Around 100 hikers and backpackers were rescued Tuesday morning in the High Sierra after being trapped by the Creek Fire for several days.
The California Army National Guard has been sending Chinook and Black Hawk helicopters out in Fresno County since the fire first broke out. While crews were able to rescue dozens of families camping in the Mammoth Pool area over the weekend, accessing rugged backcountry trails has been a much more delicate operation.
“The air crews have made several attempts both during the day and also at night to get into those individuals that are in need of being rescued,” said Col. David Hall. Officials had put out word to stranded hikers to shelter together in specific areas. “All of them are very, very difficult to get to.”
The smoke greatly reduced visibility in the area and crews had to call off their search late Monday night.
But rescue flights began again Tuesday in the predawn darkness and made several successful airlifts.
Joe Ebright and his two teenaged sons were among the people rescued.
“It’s been so hard,” said his wife Lisa Ebright. “Waiting for them, seeing the planes come and no one comes out, we’re not hearing from them. I’m so happy. I know I’m crying but they’re happy tears.”

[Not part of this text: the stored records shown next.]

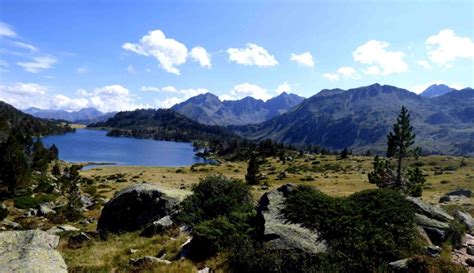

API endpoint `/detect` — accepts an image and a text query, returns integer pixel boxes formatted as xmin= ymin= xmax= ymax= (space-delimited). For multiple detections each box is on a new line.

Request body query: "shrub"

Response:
xmin=14 ymin=195 xmax=39 ymax=209
xmin=282 ymin=186 xmax=420 ymax=271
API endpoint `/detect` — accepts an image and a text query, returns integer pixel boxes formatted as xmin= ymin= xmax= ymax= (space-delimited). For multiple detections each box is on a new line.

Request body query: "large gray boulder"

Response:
xmin=97 ymin=183 xmax=190 ymax=233
xmin=256 ymin=184 xmax=327 ymax=255
xmin=446 ymin=189 xmax=472 ymax=198
xmin=0 ymin=229 xmax=67 ymax=273
xmin=406 ymin=197 xmax=453 ymax=222
xmin=456 ymin=211 xmax=474 ymax=234
xmin=140 ymin=216 xmax=174 ymax=237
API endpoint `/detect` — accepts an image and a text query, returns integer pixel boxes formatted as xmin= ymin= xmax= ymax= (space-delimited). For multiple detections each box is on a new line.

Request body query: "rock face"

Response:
xmin=407 ymin=197 xmax=453 ymax=245
xmin=0 ymin=229 xmax=67 ymax=273
xmin=456 ymin=211 xmax=474 ymax=234
xmin=97 ymin=183 xmax=188 ymax=233
xmin=446 ymin=189 xmax=472 ymax=198
xmin=256 ymin=184 xmax=327 ymax=255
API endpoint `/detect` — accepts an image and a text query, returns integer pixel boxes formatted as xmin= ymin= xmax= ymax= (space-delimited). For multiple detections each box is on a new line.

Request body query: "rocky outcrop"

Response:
xmin=256 ymin=184 xmax=327 ymax=255
xmin=456 ymin=211 xmax=474 ymax=234
xmin=97 ymin=183 xmax=189 ymax=233
xmin=0 ymin=229 xmax=67 ymax=273
xmin=439 ymin=189 xmax=472 ymax=203
xmin=140 ymin=216 xmax=174 ymax=237
xmin=407 ymin=197 xmax=453 ymax=245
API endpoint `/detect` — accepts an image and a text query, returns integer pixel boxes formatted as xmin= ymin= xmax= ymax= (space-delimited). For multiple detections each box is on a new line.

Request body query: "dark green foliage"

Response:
xmin=245 ymin=153 xmax=261 ymax=185
xmin=406 ymin=167 xmax=427 ymax=197
xmin=0 ymin=133 xmax=32 ymax=194
xmin=406 ymin=255 xmax=467 ymax=273
xmin=282 ymin=186 xmax=420 ymax=271
xmin=14 ymin=195 xmax=39 ymax=209
xmin=51 ymin=163 xmax=61 ymax=177
xmin=447 ymin=221 xmax=467 ymax=249
xmin=339 ymin=147 xmax=349 ymax=159
xmin=368 ymin=155 xmax=397 ymax=189
xmin=48 ymin=144 xmax=59 ymax=160
xmin=387 ymin=106 xmax=416 ymax=186
xmin=32 ymin=138 xmax=50 ymax=172
xmin=176 ymin=175 xmax=254 ymax=259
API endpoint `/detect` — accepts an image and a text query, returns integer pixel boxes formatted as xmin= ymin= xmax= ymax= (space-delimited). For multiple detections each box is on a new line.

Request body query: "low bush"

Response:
xmin=14 ymin=195 xmax=39 ymax=209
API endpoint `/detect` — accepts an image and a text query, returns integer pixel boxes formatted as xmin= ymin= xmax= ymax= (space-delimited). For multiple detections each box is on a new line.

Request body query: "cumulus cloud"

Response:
xmin=53 ymin=94 xmax=89 ymax=111
xmin=150 ymin=86 xmax=209 ymax=108
xmin=122 ymin=29 xmax=188 ymax=75
xmin=227 ymin=43 xmax=278 ymax=67
xmin=220 ymin=83 xmax=271 ymax=101
xmin=353 ymin=40 xmax=408 ymax=76
xmin=0 ymin=22 xmax=16 ymax=37
xmin=0 ymin=82 xmax=50 ymax=109
xmin=189 ymin=46 xmax=211 ymax=68
xmin=275 ymin=82 xmax=292 ymax=94
xmin=426 ymin=29 xmax=474 ymax=67
xmin=323 ymin=66 xmax=359 ymax=81
xmin=416 ymin=60 xmax=431 ymax=69
xmin=290 ymin=52 xmax=314 ymax=67
xmin=17 ymin=56 xmax=57 ymax=73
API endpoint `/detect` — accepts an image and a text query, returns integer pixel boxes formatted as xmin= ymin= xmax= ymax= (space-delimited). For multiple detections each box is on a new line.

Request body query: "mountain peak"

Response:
xmin=420 ymin=84 xmax=455 ymax=98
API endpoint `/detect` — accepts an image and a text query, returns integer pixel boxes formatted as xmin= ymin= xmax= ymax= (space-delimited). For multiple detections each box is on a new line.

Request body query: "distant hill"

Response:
xmin=235 ymin=84 xmax=474 ymax=156
xmin=171 ymin=92 xmax=304 ymax=125
xmin=88 ymin=108 xmax=241 ymax=144
xmin=420 ymin=84 xmax=456 ymax=98
xmin=0 ymin=101 xmax=74 ymax=142
xmin=23 ymin=107 xmax=115 ymax=124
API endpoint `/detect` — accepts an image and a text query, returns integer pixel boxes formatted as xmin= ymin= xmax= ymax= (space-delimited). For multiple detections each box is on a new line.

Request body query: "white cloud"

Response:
xmin=416 ymin=60 xmax=431 ymax=69
xmin=189 ymin=46 xmax=211 ymax=68
xmin=150 ymin=86 xmax=209 ymax=108
xmin=337 ymin=66 xmax=360 ymax=79
xmin=0 ymin=22 xmax=16 ymax=37
xmin=17 ymin=56 xmax=57 ymax=73
xmin=220 ymin=83 xmax=271 ymax=101
xmin=323 ymin=73 xmax=340 ymax=81
xmin=53 ymin=94 xmax=89 ymax=111
xmin=154 ymin=97 xmax=183 ymax=109
xmin=0 ymin=82 xmax=50 ymax=109
xmin=290 ymin=52 xmax=314 ymax=67
xmin=426 ymin=29 xmax=474 ymax=67
xmin=85 ymin=85 xmax=148 ymax=112
xmin=127 ymin=64 xmax=136 ymax=74
xmin=13 ymin=41 xmax=38 ymax=52
xmin=275 ymin=82 xmax=292 ymax=94
xmin=408 ymin=80 xmax=465 ymax=94
xmin=353 ymin=40 xmax=408 ymax=75
xmin=227 ymin=43 xmax=278 ymax=67
xmin=122 ymin=29 xmax=189 ymax=75
xmin=323 ymin=66 xmax=359 ymax=81
xmin=76 ymin=67 xmax=88 ymax=74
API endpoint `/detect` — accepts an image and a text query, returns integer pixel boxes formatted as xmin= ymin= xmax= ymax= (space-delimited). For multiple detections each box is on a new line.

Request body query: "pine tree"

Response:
xmin=245 ymin=153 xmax=260 ymax=185
xmin=32 ymin=138 xmax=49 ymax=173
xmin=339 ymin=147 xmax=349 ymax=159
xmin=48 ymin=144 xmax=59 ymax=161
xmin=0 ymin=134 xmax=31 ymax=194
xmin=386 ymin=106 xmax=416 ymax=189
xmin=406 ymin=167 xmax=426 ymax=197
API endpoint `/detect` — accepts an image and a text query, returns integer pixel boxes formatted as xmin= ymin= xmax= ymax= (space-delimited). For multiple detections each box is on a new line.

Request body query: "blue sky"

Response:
xmin=0 ymin=0 xmax=473 ymax=112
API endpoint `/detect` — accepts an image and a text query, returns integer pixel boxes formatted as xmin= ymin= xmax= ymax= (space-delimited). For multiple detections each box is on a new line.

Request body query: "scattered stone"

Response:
xmin=0 ymin=219 xmax=22 ymax=230
xmin=256 ymin=183 xmax=327 ymax=254
xmin=467 ymin=246 xmax=474 ymax=256
xmin=38 ymin=203 xmax=55 ymax=216
xmin=140 ymin=216 xmax=174 ymax=237
xmin=68 ymin=232 xmax=91 ymax=246
xmin=406 ymin=197 xmax=454 ymax=222
xmin=130 ymin=256 xmax=171 ymax=267
xmin=0 ymin=230 xmax=67 ymax=273
xmin=439 ymin=195 xmax=467 ymax=203
xmin=24 ymin=208 xmax=38 ymax=217
xmin=198 ymin=267 xmax=210 ymax=273
xmin=80 ymin=195 xmax=95 ymax=210
xmin=97 ymin=183 xmax=190 ymax=233
xmin=260 ymin=185 xmax=269 ymax=190
xmin=47 ymin=224 xmax=80 ymax=235
xmin=466 ymin=258 xmax=474 ymax=267
xmin=388 ymin=258 xmax=411 ymax=271
xmin=426 ymin=245 xmax=442 ymax=257
xmin=456 ymin=211 xmax=474 ymax=234
xmin=446 ymin=189 xmax=472 ymax=198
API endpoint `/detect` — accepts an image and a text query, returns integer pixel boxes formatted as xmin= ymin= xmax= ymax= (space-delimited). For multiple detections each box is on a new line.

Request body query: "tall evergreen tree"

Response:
xmin=245 ymin=153 xmax=260 ymax=185
xmin=0 ymin=134 xmax=31 ymax=194
xmin=386 ymin=106 xmax=416 ymax=188
xmin=32 ymin=138 xmax=49 ymax=173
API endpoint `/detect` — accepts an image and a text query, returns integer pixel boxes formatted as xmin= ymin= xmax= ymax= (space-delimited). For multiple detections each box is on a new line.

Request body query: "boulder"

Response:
xmin=388 ymin=258 xmax=411 ymax=271
xmin=0 ymin=219 xmax=22 ymax=230
xmin=130 ymin=256 xmax=171 ymax=267
xmin=47 ymin=224 xmax=80 ymax=235
xmin=456 ymin=211 xmax=474 ymax=233
xmin=37 ymin=203 xmax=55 ymax=216
xmin=68 ymin=232 xmax=91 ymax=245
xmin=256 ymin=184 xmax=327 ymax=255
xmin=406 ymin=197 xmax=453 ymax=222
xmin=446 ymin=189 xmax=472 ymax=198
xmin=97 ymin=183 xmax=189 ymax=233
xmin=467 ymin=246 xmax=474 ymax=256
xmin=198 ymin=267 xmax=211 ymax=273
xmin=415 ymin=214 xmax=450 ymax=230
xmin=425 ymin=245 xmax=442 ymax=257
xmin=466 ymin=258 xmax=474 ymax=267
xmin=140 ymin=216 xmax=174 ymax=237
xmin=24 ymin=208 xmax=38 ymax=217
xmin=0 ymin=229 xmax=67 ymax=273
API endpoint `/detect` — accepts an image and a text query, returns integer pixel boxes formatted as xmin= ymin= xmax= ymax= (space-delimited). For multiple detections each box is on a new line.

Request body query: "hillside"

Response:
xmin=171 ymin=92 xmax=304 ymax=126
xmin=24 ymin=107 xmax=115 ymax=124
xmin=88 ymin=108 xmax=241 ymax=144
xmin=236 ymin=84 xmax=474 ymax=155
xmin=0 ymin=101 xmax=74 ymax=142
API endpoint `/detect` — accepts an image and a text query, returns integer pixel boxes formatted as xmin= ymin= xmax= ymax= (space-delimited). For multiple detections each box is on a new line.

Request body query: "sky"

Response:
xmin=0 ymin=0 xmax=473 ymax=112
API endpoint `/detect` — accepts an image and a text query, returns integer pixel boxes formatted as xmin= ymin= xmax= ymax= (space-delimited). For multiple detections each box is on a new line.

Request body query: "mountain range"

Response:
xmin=171 ymin=92 xmax=304 ymax=126
xmin=23 ymin=107 xmax=115 ymax=124
xmin=234 ymin=83 xmax=473 ymax=155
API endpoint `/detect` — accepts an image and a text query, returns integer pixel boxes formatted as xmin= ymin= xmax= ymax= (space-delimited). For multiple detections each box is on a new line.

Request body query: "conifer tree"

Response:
xmin=339 ymin=147 xmax=349 ymax=159
xmin=245 ymin=153 xmax=260 ymax=185
xmin=386 ymin=106 xmax=416 ymax=188
xmin=0 ymin=134 xmax=31 ymax=194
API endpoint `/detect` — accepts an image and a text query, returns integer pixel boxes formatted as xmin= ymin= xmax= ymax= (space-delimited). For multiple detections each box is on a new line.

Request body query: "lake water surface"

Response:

Officials say they do not know exactly how many people may have been on the trails when the fire erupted. The John Muir Trail and Pacific Crest Trail both run through the affected areas and are popular with adventurers who may go off the grid for weeks at a time.
One solace to people waiting to hear from their loved ones is that there are safe places in the area to shelter, including the Vermilion Valley Resort where dozens of evacuees gathered Monday.
“They’re safe for now and we’re just hoping that it stays that way and they’re able to get home safely,” said Lindy Budd Monday night. Her 19-year-old brother Riley was among the names of evacuees waiting at the resort.
Officials say they will keep searching as long as there are still reports of people in the area.